Senate Investigators Take a Misguided Look at Our International Tax System

By September 20, 2012Taxation

The good news today coming out of the Senate Homeland Security and Governmental Affairs Permanent Subcommittee on Investigations is that Sen. Carl Levin (D-MI) recognizes that something is wrong with our international tax system. The problem though is that his focus is on companies that actually pay taxes and not the tax code itself, which is in desperate need of reform.

The basic problem is fairly simple: U.S. tax laws make it difficult for U.S. companies with worldwide operations to compete. Our “worldwide” system taxes income regardless of where it is earned, unlike most other developed nations that only tax income earned within their borders. As a result, U.S. multinationals generally have a higher tax burden than non-U.S. multinationals — a significant disadvantage when U.S. companies are competing against non-U.S. multinationals and local firms for business in a global marketplace. And, if U.S. companies cannot compete abroad, where 95 percent of the world’s consumers are located, the U.S. economy suffers from the loss of both foreign markets and domestic jobs that support foreign operations.

That’s why the NAM strongly supports moving from the current worldwide tax system to a territorial tax system structured to enhance U.S. competitiveness, not raise revenue.

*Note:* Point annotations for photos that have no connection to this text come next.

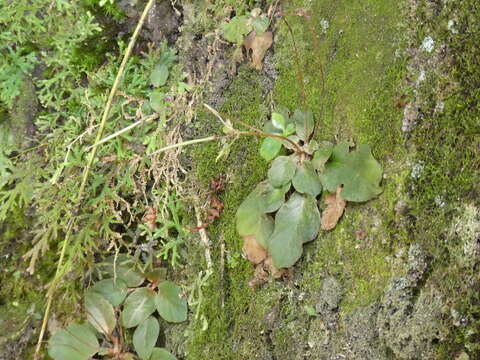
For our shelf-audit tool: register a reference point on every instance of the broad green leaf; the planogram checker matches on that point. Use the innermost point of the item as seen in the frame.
(306, 180)
(113, 290)
(159, 75)
(285, 113)
(274, 197)
(297, 222)
(145, 337)
(270, 148)
(358, 172)
(260, 24)
(281, 171)
(236, 29)
(250, 216)
(161, 354)
(304, 123)
(76, 342)
(321, 156)
(138, 306)
(271, 129)
(123, 268)
(290, 129)
(170, 305)
(100, 312)
(278, 121)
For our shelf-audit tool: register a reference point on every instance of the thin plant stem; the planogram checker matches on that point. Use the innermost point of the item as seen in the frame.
(185, 143)
(299, 70)
(59, 272)
(123, 131)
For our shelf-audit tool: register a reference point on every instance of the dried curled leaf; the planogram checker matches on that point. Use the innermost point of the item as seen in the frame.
(258, 44)
(334, 210)
(150, 218)
(252, 250)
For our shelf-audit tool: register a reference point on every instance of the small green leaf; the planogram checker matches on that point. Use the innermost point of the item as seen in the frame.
(161, 354)
(76, 342)
(290, 129)
(304, 123)
(270, 148)
(156, 275)
(145, 337)
(281, 171)
(170, 305)
(124, 268)
(306, 180)
(358, 172)
(236, 29)
(321, 156)
(114, 291)
(159, 75)
(157, 102)
(297, 222)
(260, 24)
(100, 312)
(278, 121)
(138, 306)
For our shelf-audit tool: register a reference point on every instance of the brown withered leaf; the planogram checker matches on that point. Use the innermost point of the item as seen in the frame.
(335, 207)
(258, 44)
(260, 277)
(252, 250)
(150, 218)
(275, 272)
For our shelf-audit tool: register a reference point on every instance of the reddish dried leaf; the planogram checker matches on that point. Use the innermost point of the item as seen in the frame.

The current focus on tax reform presents a great opportunity to advance a permanent territorial system that would go a long way to improving the global competitiveness of U.S. manufacturers.

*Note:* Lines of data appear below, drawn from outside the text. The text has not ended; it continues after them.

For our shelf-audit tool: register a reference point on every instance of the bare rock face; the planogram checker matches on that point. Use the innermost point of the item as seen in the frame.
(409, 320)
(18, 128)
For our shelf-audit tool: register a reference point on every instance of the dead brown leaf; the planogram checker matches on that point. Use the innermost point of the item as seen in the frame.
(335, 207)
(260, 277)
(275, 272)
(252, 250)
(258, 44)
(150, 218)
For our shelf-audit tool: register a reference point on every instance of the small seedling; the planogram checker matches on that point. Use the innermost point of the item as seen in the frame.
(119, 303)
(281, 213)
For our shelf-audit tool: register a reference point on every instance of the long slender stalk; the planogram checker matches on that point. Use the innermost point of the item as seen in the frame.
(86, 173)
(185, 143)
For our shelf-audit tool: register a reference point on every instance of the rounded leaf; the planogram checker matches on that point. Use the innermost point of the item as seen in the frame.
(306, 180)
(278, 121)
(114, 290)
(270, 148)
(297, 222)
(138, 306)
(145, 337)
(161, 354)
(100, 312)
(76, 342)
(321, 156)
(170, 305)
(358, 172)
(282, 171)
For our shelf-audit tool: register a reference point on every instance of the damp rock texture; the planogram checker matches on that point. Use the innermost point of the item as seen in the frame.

Let’s face it, territorial systems are now the international norm. The vast majority of our trading partners have a territorial system of taxing foreign income. Japan and the United Kingdom—two of the largest economies—recently abandoned worldwide taxation systems in favor of a territorial approach. Adopting a tax system that is not more burdensome than the tax systems applying to foreign manufacturing companies is critical to the ability of U.S. manufacturers to compete in the global marketplace. A competitive tax system will impact jobs at U.S. headquarters, increase exports from U.S. manufacturers and improve the efficiency of their supply chains.

Dorothy Coleman

Dorothy Coleman

Dorothy Coleman is vice president of tax and domestic economic policy at the National Association of Manufacturers (NAM). Ms. Coleman is responsible for providing NAM members with important information related to tax issues and representing the NAM’s position to Congress, the Administration and the media. An NAM spokesperson for tax policy issues, she coordinates membership coalitions; prepares testimony, reports and analyses; and responds to media inquiries. Before taking over as vice president of the tax policy department, she served as director of tax policy from April 1998 to April 2000.
Dorothy Coleman

Join the discussion One Comment

  • Lew Warden says:

    What nonsense! The US, with the largest consumer economy in the world, consumes only 5% of the world’s production?

    The fact is the corporations of the world will use any pretext of an argument to get out of paying taxes. But if they don’t pay taxes in proportion to their economic and financial activities, then individual tax payers and consumers must carry burdens that have become unbearable.